Personal Transcription Customer Comms, 10 April 2025

After listening to feedback, we’ve reviewed our proposed changes to our personal transcription services and looked at ways that we can urge others to be accountable for providing accessible formats. However, we can’t expect society to change overnight.

For this reason, personal transcription will remain free of charge for eligible customers for the next year, with RNIB covering the costs incurred where the service is provided via an external provider, A2i, an organisation steeped in accessibility for more than 20 years.

We realise that RNIB no longer providing this service itself may be disappointing for some of our customers. But our long-term aim is to focus RNIB’s transcription services on addressing remaining gaps where work is not transcribed at its source.

This interim arrangement allows us the time needed to bring together interested parties to commit to developing a sustainable long-term solution.

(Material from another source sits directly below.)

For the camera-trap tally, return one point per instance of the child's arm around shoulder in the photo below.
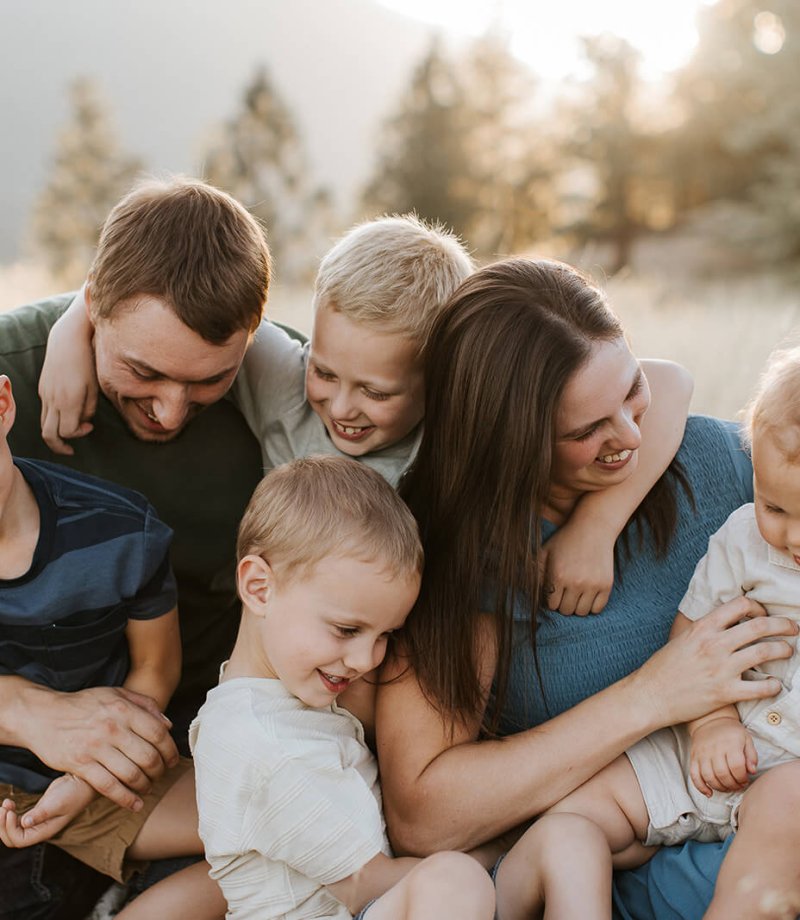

By working together, we can ensure that the transcription needs are met appropriately by the relevant organisations and people have access to the information they need, when and how they want it. This collaborative approach recognises we can’t achieve this alone and reflects our dedication to creating solutions that meet evolving needs.

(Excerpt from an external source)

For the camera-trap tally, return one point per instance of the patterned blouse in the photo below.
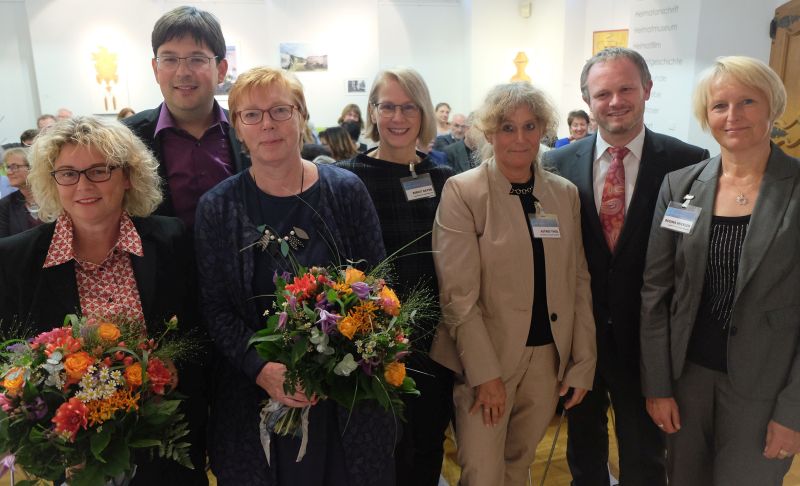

We will also continue to deliver Large Print on Demand, which accounts for over 50 percent of personal transcription work, to existing customers.

You’ll continue to place your orders through us via the RNIB Helpline and we’ll work with A2i to fulfil your order as quickly and efficiently as possible. We’re working through this process and will give you further updates on when we’re ready to take orders through the RNIB Helpline.

RNIB remains deeply committed to providing braille services. From RNIB Bookshare supporting accessible educational materials and textbooks, to our library collection with access to more than 11,000 braille books, RNIB Newsagent offering braille versions of popular magazines and newspapers and our music library holding one of the largest collections of accessible format music for blind and partially sighted musicians.

RNIB’s campaigning and advocacy teams will also continue to work tirelessly with different sectors – from health to education – to build understanding that they have a legal responsibility to provide their blind and partially sighted customers with written material in their preferred accessible format. We’ll continue to support people with sight loss to assert their legal rights to receive information in accessible formats.

More information on this will follow on how RNIB can support you to direct your personal transcription work back to the organisation who provided it and we will work with you closely on this.